Millennials – people born between 1980 and the late-1990s – are the largest generation in the U.S. population and critical to economic success of the nation and Idaho. Today, there are almost 73 million millennials in the U.S. and over 365,000 in Idaho, where they are growing faster than the rest of the nation. This particular demographic also represents the workforce of the future.
Employers often characterize millennials as lacking soft skills, entitled, unmotivated and having a tendency to “job-hop.” While there is undoubtedly a need for this cohort to meet an employer’s expectation for soft skills, it is also worth taking a deeper look at the root cause of these stereotypes and identify any underlying circumstances that might influence the ability of millennials to succeed in today’s job market.

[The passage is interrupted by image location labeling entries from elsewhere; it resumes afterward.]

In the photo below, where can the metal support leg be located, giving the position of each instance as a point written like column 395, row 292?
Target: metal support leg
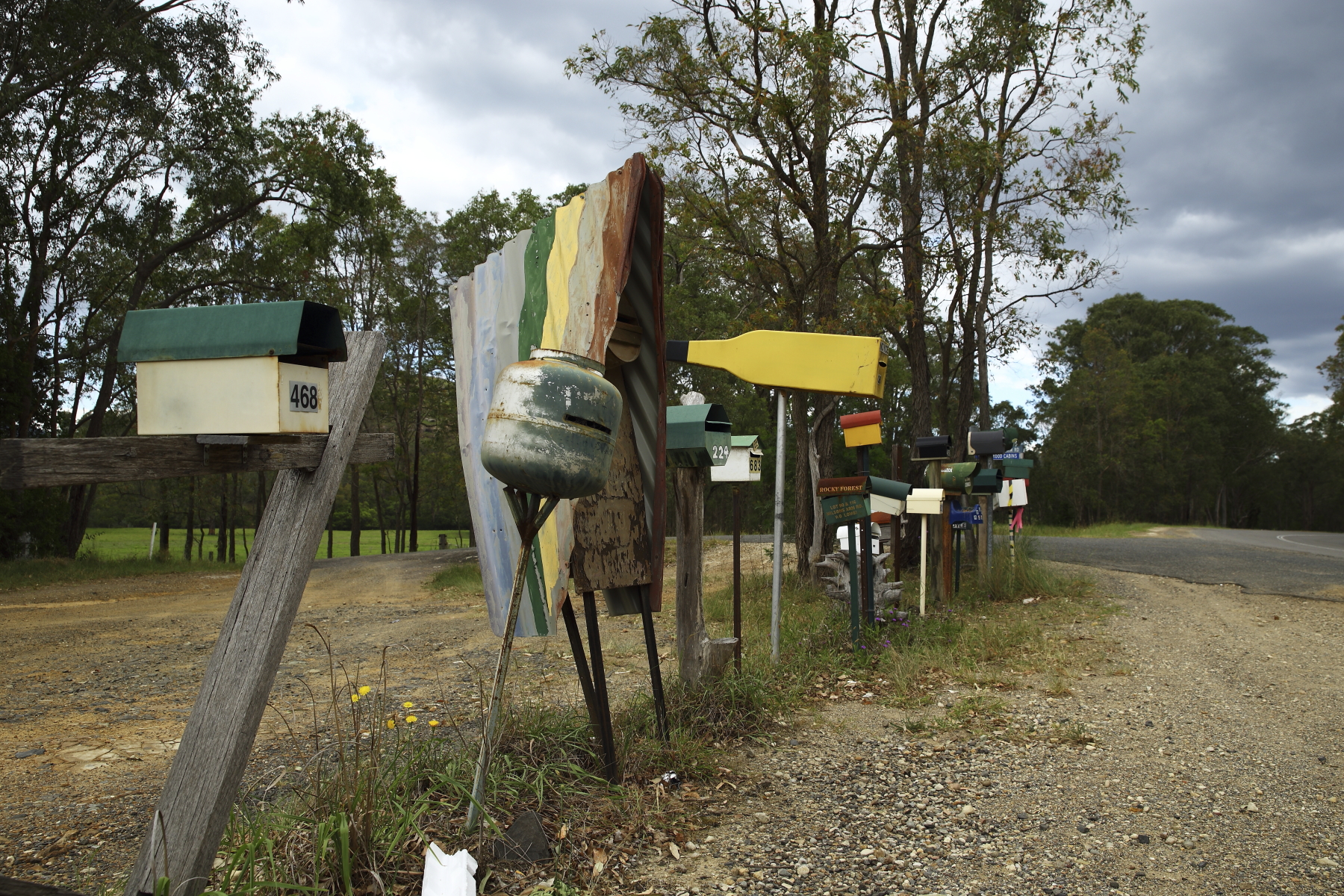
column 651, row 647
column 600, row 684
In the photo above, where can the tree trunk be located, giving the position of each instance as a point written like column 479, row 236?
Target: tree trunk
column 354, row 509
column 699, row 659
column 191, row 519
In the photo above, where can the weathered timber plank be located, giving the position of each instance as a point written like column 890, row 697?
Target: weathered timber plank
column 28, row 464
column 208, row 768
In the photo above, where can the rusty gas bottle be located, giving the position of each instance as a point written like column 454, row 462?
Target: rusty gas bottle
column 553, row 426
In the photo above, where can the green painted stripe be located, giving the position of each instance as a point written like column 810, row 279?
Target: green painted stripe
column 535, row 588
column 535, row 257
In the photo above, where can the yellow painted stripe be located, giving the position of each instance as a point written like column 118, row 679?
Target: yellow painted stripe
column 564, row 250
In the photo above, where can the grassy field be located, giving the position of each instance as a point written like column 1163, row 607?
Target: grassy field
column 117, row 544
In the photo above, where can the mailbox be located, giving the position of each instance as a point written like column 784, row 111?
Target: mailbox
column 862, row 429
column 925, row 501
column 959, row 477
column 1014, row 494
column 698, row 435
column 964, row 519
column 257, row 368
column 1016, row 467
column 783, row 359
column 887, row 496
column 744, row 462
column 932, row 448
column 991, row 442
column 987, row 482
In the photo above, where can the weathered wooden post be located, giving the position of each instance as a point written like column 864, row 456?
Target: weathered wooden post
column 203, row 780
column 699, row 437
column 744, row 465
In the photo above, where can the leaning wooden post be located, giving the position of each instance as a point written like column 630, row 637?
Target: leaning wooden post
column 203, row 781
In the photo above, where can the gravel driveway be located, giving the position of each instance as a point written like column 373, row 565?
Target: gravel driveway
column 1214, row 770
column 1192, row 559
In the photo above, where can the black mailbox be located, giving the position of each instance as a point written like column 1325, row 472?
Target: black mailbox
column 933, row 448
column 989, row 442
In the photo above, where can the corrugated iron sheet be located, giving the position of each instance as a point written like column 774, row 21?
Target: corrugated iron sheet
column 559, row 285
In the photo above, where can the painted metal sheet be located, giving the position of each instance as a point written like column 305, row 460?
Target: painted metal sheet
column 562, row 285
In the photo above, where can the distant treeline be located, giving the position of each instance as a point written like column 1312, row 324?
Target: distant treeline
column 1163, row 411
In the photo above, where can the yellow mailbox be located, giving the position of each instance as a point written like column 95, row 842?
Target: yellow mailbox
column 783, row 359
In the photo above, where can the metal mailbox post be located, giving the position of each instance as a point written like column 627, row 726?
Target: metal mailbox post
column 233, row 370
column 744, row 465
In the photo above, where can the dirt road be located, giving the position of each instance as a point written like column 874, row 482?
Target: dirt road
column 1213, row 770
column 1216, row 768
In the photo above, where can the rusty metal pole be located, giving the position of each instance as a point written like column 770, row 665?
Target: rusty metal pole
column 737, row 576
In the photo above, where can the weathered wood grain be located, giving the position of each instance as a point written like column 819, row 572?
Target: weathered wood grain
column 203, row 781
column 30, row 464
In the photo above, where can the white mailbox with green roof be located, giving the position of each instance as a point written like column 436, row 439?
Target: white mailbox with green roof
column 255, row 370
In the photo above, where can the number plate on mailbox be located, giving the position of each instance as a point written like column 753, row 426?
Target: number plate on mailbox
column 302, row 398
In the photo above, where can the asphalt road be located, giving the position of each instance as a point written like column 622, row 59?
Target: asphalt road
column 1308, row 564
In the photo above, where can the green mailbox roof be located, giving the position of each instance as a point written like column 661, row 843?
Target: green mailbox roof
column 233, row 331
column 894, row 489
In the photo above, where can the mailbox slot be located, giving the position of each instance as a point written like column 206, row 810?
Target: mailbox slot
column 698, row 435
column 987, row 482
column 991, row 442
column 932, row 448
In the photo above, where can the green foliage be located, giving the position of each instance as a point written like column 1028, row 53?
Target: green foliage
column 1156, row 411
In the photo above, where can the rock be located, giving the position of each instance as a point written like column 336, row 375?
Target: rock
column 524, row 840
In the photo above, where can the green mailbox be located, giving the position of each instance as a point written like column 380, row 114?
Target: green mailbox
column 959, row 477
column 698, row 435
column 989, row 481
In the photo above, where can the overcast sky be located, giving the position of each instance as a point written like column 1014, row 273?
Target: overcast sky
column 1233, row 161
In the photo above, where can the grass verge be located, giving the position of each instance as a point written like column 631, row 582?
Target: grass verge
column 373, row 782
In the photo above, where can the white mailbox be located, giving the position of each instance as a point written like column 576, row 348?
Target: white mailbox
column 1014, row 494
column 744, row 464
column 257, row 368
column 927, row 501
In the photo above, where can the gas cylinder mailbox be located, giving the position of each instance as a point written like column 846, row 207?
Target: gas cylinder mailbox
column 744, row 462
column 257, row 368
column 698, row 435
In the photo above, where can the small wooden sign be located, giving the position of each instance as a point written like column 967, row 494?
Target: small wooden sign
column 846, row 508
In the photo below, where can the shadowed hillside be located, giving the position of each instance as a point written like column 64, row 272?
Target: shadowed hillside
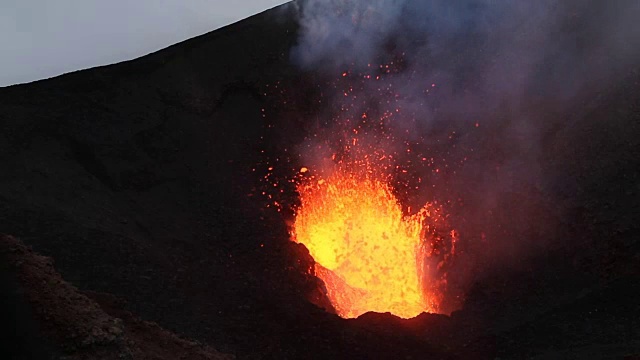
column 143, row 181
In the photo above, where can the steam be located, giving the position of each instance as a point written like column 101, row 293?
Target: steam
column 518, row 69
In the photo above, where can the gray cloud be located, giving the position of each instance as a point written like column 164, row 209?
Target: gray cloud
column 509, row 65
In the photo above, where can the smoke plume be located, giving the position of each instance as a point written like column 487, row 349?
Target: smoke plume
column 478, row 85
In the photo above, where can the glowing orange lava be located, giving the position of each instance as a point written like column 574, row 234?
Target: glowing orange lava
column 368, row 253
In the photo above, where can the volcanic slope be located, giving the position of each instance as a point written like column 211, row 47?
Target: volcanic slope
column 138, row 180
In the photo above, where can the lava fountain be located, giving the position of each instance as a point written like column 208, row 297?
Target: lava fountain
column 367, row 251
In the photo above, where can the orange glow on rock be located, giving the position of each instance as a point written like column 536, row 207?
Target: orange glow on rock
column 367, row 251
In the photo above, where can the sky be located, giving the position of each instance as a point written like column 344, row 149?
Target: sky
column 42, row 38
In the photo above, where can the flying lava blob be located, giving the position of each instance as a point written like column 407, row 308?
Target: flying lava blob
column 367, row 251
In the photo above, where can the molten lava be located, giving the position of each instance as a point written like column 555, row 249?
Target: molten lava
column 368, row 252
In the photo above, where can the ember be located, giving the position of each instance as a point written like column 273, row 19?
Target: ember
column 368, row 253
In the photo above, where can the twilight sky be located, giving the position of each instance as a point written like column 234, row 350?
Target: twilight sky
column 44, row 38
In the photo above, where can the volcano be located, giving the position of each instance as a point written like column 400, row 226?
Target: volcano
column 188, row 196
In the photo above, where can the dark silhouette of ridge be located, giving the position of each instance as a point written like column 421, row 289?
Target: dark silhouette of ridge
column 142, row 181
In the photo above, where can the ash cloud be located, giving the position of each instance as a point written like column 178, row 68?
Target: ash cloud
column 518, row 69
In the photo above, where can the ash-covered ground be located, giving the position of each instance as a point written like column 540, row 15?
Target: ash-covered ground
column 143, row 181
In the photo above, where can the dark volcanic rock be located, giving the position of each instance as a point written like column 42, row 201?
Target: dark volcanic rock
column 143, row 179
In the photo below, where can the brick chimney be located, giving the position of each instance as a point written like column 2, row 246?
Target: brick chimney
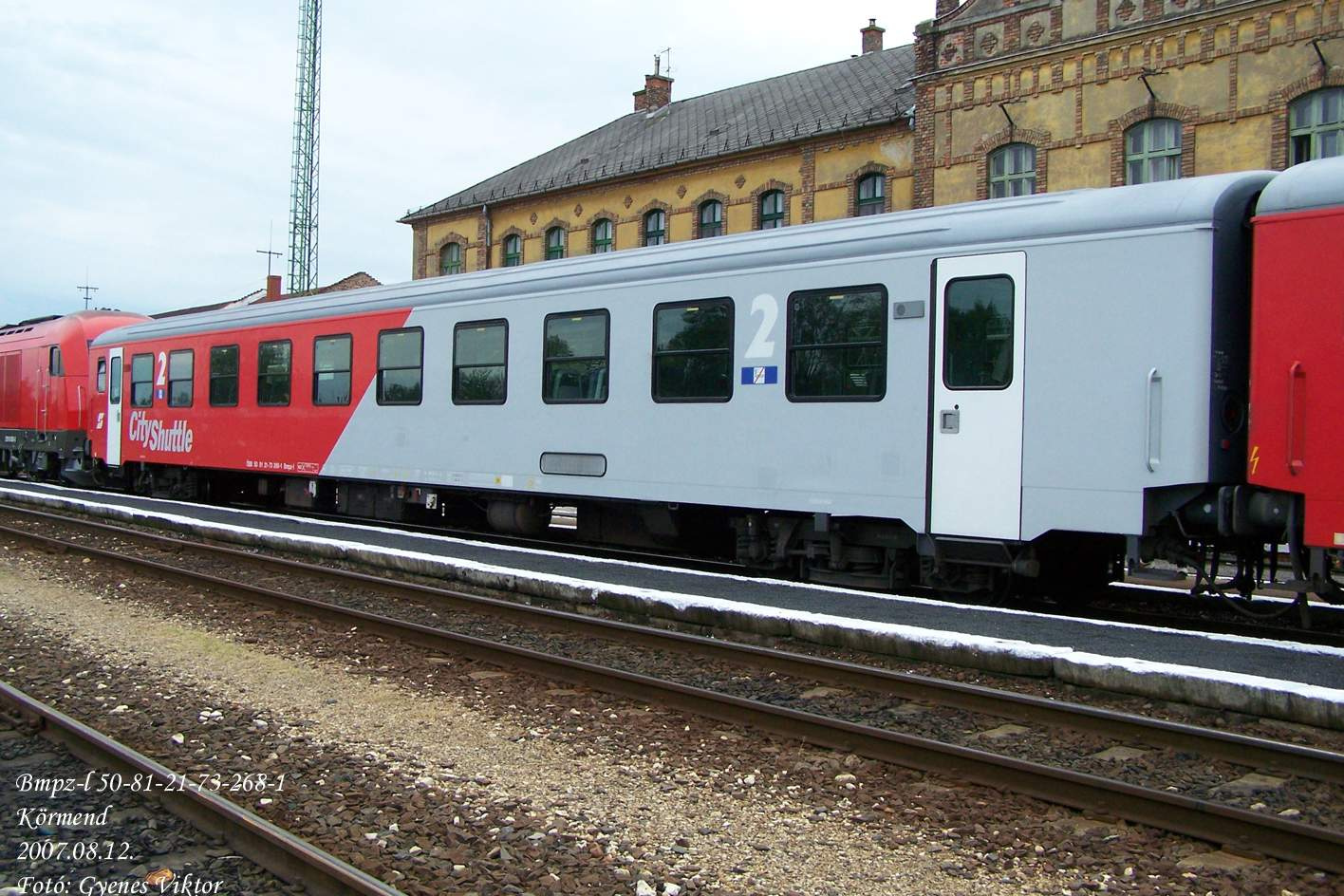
column 658, row 90
column 871, row 38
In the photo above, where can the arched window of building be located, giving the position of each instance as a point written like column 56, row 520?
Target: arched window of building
column 604, row 235
column 451, row 259
column 1012, row 171
column 1316, row 125
column 1152, row 151
column 772, row 210
column 711, row 217
column 555, row 243
column 871, row 195
column 656, row 227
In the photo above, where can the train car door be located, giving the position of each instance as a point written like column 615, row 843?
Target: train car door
column 978, row 395
column 115, row 407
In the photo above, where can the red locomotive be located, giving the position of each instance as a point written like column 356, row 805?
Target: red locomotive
column 46, row 390
column 866, row 401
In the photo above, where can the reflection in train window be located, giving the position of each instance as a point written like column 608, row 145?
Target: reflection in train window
column 480, row 363
column 575, row 358
column 692, row 351
column 978, row 333
column 331, row 369
column 837, row 345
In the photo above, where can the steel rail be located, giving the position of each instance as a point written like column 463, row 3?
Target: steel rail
column 1242, row 829
column 1241, row 750
column 274, row 849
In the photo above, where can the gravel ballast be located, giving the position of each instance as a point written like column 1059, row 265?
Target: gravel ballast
column 508, row 776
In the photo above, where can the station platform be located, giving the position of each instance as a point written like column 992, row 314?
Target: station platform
column 1272, row 679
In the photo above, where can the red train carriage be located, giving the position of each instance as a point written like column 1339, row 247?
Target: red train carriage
column 1297, row 356
column 187, row 401
column 45, row 388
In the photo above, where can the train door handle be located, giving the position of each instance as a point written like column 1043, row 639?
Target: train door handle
column 1296, row 418
column 1153, row 432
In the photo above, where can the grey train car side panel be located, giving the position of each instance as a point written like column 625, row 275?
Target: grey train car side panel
column 1111, row 275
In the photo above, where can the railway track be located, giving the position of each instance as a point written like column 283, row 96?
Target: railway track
column 1205, row 820
column 277, row 850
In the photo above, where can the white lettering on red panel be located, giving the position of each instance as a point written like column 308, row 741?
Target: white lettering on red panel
column 155, row 436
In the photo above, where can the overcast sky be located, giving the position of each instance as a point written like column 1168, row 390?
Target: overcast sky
column 148, row 141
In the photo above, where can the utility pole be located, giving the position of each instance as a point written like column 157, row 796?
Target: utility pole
column 303, row 195
column 87, row 290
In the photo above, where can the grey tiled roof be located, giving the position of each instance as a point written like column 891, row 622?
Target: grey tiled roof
column 853, row 93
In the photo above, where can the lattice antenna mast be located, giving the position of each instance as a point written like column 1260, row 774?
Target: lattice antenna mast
column 303, row 194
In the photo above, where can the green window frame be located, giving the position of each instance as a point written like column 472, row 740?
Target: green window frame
column 274, row 363
column 978, row 333
column 223, row 376
column 837, row 345
column 480, row 362
column 181, row 374
column 554, row 243
column 1153, row 151
column 332, row 369
column 692, row 351
column 871, row 195
column 451, row 259
column 1316, row 125
column 711, row 217
column 604, row 235
column 401, row 365
column 575, row 358
column 141, row 381
column 1012, row 171
column 772, row 210
column 656, row 227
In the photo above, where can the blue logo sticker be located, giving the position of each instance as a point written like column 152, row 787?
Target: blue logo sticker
column 759, row 375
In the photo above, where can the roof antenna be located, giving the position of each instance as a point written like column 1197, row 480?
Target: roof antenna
column 87, row 290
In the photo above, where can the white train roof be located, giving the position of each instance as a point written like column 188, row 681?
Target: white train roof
column 1314, row 184
column 963, row 227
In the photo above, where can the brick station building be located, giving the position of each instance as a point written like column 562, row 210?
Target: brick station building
column 994, row 97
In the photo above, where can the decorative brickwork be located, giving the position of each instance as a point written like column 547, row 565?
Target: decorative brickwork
column 989, row 142
column 695, row 209
column 1152, row 109
column 1283, row 99
column 771, row 186
column 432, row 255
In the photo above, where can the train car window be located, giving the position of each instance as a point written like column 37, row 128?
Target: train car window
column 331, row 369
column 575, row 358
column 223, row 376
column 480, row 363
column 692, row 351
column 273, row 362
column 115, row 388
column 837, row 345
column 181, row 368
column 401, row 355
column 978, row 333
column 141, row 381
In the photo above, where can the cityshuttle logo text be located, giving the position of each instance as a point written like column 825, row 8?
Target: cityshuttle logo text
column 155, row 436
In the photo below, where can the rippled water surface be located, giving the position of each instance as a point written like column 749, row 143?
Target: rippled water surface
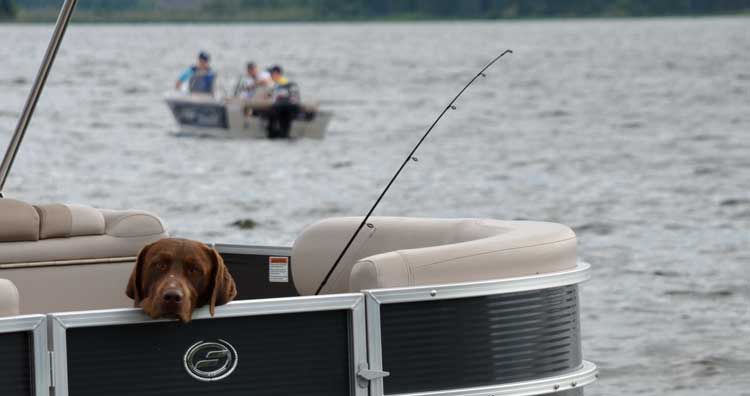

Idaho millennials are more likely to have a job, but on average, earn about $3,000 less than their national counterparts and are more likely to live in poverty. While education rates have increased in Idaho and nationally since 1980, Idaho millennials are also significantly less likely to hold a bachelor’s degree or higher, which could explain the below-average wages they earn compared to their counterparts.
Nationally millennials are living at home with a parent and the rate of those living alone has remained stable and low. Compared to the US, Idaho millennials are less likely to live alone or with a parent and much more likely to be married. They are also slightly more likely to be veterans and significantly less likely to be minorities.